[FFmpeg-devel] RISC-V vector DSP functions: Motivation for commit 446b009

Tue Jan 23 20:02:02 EET 2024

Le tiistaina 23. tammikuuta 2024, 19.34.46 EET Michael Platzer via ffmpeg-devel 
a écrit :
> I agree that the indexed and strided loads and stores are certainly slower
> than unit-strided loads and stores. However, the vrgather instruction is
> unlikely to be very performant either, unless the vector length is
> relatively short.

> Particularly, if vector register groups are used via a
> length multiplier LMUL of, e.g., 8, then any element in the destination
> vector register could be sourced from any element in the 8 source vector
> registers (i.e., 1/4 of the vector register file).

Gather instruction seem to scale quadratically on existing hardware, which is 
bad. That's why the FFmpeg code was later modified to use LMUL=1 in that 
particular case.

Now if you want to argue that VLSE is better, then please provide a patch 
exhibiting better performance on FFmpeg's checkasm on real hardware.
Otherwise, this discussion is not much more than he-said-she-said.

> By contrast, the performance of strided loads and stores, while certainly
> slower than unit-strided loads and stores, likely scales linearly with the
> vector length, so on CPUs with large VLEN the original code could very well
> run faster than the variant with vrgather, despite the slower strided loads
> and stores.

Yes, but it's a stretch to expect that accessing memory will be faster than 
accessing registers, especially when the dataset is typically too large to fit 
in L1. Furthermore strided loads require adders to compute the accessed 
address - something VRGATHER (or even VLUEXI) does not need.

Some people wish that processor cores would make a special optimised case of 
minus EEW/8 strides. And sure, that would be nice. But so far that's just 
wishful thinking.

> > > The RISC-V vector loads and stores support negative stride values for 
> > > use cases such as this one.
> > 
> > [Citation required]
>
> The purpose of strided loads and stores is to load/store elements that are
> not consecutive in memory, but instead separated by a constant offset.
> Additionally, the authors of the specification decided to allow negative
> stride values, since they apparently deemed it useful to be able to reverse
> the order of those elements.

FFmpeg *still* uses strided loads and stores where applicable, typically where 
the stride is legitimately variable. I cannot find a justification that small 
constant non-unit strides would be a good idea anywhere though.
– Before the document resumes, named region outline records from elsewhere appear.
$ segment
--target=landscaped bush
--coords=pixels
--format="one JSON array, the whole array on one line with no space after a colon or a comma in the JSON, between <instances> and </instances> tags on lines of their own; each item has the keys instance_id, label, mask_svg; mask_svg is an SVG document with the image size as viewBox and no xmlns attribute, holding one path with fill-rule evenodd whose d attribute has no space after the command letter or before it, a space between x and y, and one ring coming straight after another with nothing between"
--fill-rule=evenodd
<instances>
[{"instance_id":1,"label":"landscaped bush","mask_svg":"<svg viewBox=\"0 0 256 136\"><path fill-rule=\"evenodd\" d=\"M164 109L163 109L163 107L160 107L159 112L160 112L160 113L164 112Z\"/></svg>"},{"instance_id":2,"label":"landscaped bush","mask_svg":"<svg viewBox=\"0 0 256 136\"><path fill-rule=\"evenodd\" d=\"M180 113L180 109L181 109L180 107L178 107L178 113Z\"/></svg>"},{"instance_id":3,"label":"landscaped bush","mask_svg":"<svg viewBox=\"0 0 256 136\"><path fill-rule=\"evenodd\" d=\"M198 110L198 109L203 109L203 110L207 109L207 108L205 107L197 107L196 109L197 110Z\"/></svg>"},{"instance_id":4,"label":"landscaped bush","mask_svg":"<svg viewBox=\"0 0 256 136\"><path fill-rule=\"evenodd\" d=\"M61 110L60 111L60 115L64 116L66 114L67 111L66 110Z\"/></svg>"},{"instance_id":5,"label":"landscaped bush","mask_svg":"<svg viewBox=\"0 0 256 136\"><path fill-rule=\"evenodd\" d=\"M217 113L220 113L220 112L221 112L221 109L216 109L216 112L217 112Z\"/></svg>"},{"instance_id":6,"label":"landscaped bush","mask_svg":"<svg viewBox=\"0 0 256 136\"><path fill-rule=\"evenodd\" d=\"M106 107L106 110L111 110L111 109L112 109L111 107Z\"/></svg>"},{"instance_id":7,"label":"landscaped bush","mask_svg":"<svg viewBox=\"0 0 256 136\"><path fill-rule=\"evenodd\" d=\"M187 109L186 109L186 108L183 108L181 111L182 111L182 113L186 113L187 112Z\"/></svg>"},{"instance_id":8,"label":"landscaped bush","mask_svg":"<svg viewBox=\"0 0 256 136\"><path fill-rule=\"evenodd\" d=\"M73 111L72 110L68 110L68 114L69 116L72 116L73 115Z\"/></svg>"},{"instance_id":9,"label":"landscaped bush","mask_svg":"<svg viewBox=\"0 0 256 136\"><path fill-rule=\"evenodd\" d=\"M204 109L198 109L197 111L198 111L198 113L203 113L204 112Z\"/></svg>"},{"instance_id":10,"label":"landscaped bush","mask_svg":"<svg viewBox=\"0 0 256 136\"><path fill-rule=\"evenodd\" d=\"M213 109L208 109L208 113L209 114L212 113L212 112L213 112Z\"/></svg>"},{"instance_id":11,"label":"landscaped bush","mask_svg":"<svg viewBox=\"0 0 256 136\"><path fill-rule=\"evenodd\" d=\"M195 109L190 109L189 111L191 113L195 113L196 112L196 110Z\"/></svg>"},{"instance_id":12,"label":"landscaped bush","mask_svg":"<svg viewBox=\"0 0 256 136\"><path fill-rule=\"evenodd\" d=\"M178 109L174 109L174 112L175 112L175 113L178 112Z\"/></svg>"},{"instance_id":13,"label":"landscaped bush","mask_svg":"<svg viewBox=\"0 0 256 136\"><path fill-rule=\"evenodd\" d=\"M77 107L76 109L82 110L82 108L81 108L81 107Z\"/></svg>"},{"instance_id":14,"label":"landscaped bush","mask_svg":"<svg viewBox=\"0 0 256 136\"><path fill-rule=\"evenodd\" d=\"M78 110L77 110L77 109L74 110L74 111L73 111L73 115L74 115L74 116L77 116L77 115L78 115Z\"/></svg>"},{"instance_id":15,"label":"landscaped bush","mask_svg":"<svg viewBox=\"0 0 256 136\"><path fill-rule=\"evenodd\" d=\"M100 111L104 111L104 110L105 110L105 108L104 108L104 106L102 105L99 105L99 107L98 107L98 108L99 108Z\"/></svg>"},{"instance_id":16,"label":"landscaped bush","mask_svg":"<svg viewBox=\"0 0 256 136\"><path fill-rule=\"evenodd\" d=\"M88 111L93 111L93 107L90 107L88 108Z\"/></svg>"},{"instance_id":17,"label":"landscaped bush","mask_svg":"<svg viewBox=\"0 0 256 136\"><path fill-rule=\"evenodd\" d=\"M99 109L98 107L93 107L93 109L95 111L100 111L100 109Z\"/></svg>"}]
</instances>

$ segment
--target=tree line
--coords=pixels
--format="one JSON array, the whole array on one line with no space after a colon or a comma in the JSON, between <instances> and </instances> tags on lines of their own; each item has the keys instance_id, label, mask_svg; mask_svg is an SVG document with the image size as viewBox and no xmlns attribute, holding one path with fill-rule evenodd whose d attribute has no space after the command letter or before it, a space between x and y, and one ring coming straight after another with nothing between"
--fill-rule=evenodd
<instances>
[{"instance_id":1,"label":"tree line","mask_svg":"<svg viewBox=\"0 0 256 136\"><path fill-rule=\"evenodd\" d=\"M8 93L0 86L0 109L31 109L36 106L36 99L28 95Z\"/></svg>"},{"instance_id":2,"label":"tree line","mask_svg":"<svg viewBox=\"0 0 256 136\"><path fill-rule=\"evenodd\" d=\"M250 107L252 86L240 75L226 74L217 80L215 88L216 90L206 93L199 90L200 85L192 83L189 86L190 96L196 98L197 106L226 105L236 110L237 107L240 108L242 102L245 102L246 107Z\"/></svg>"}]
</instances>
Just because you can use negative offsets does not mean that this will be 
optimised for negative-unit offsets. Again, I have only seen some wishful 
thinking from some developers here and there. I have yet to see a serious 
quote from a IP vendor or a benchmark that would support this.

> > > Using vrgather instead replaces the more specific operation with a 
> > > more generic one,
> > 
> > 
> > That is a very subjective and unsubstantiated assertion. This feels a bit
> > hypocritical while you are attacking me for not providing justification.
> 
> vrgather is more generic because it can be used for any kind of permutation,
> which strided loads and stores cannot. This is not subjective.

That would be a fair comparison of vrgather with hypothetical vreverse or 
vtranspose instructions. But you're comparing apples and oranges here.

> > As far as I can tell, neither instruction are specific to reversing vector
> > element order. An actual real-life specific instruction exists on Arm in
> > the form of vector-reverse. I don't know any ISA with load-reverse or
> > store- reverse.
> 
> A load-reverse or store-reverse would just be a special case of strided
> load/store.

By that logic, a unit-stride load is just a special case of a strided load, 
and a strided load is just a special case of an indexed load. From an 
architectural functional standpoint, that is indeed definitely true. From a 
hardware silicon design and microbenchmark standpoint, that is however 
certainly false.

> When writing about the performance of vrgather I primarily had the
> scalability issues explained above in mind. It seems that you have already
> experienced these, since you found that a larger LMUL reduces the
> performance of vrgather.

> How would the reverse subtraction be optimized away? I assume that it needs
> to be part of the loop since it depends on the VL of the current iteration.

VRSUB computes the same vector at all but the last two iterations. All you 
need to do is make a special case for the tail iterations. Then VRSUB can be 
ran just twice for the whole function, zero times per loop iteration.

-- 
雷米‧德尼-库尔蒙
http://www.remlab.net/